I watched the woman dragging her cart this morning and couldn't help but wonder about her life. I don't know if she was struggling financially, lived nearby or simply didn't have a car. But, for some reason, it made me sad.
Seems we're reminded every day just how fortunate we are.
Work took me up to Hillcrest nursing home on Saturday. A Halls Middle School student had collected more than 300 stuffed animals and pairs of socks to give to each resident at the facility.
Some of the residents were barely lucid; others were alert and quite cheerful. One man said he didn't want a stuffed animal; a little later, though, he decided he'd take one. As I drove away, the thought crossed my mind that the girl's simple gesture might be the only Christmas present some of those folks receive.

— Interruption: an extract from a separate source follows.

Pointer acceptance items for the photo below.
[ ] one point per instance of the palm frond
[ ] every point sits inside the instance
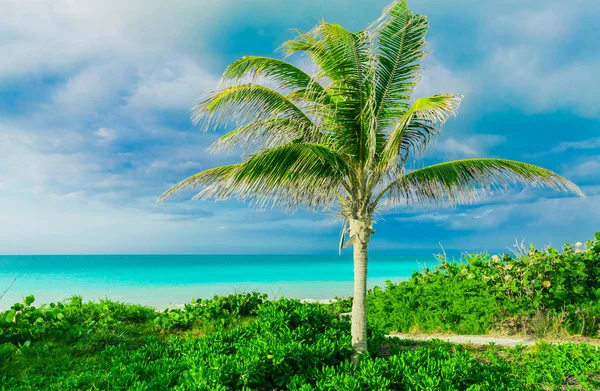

We spend so much time rushing to stores, seeking the perfect gift, wasting too much money on junk we'll forget about come springtime. Oh, don't get me wrong, a little bit of that is OK, especially for kids. Real gifts, though, lie elsewhere.
You know about the babe in a manger and what it brought to the world.
I find little gifts every day -- in a bittersweet love song, in the eyes of a girl that takes my breath away, in the look a child gets when discovering something for the first time.
Sometimes somebody will call just to say hello. That is a precious (and rare) little present. If nothing else, silver shines in the stars and gold gleams in the morning sun.
All of this, and heaven too, mean more than anything wrapped in pretty paper with my name on it under the Christmas tree. What's funny, and pathetic, is that it took a woman walking with a cart by the side of the road for me to realize it.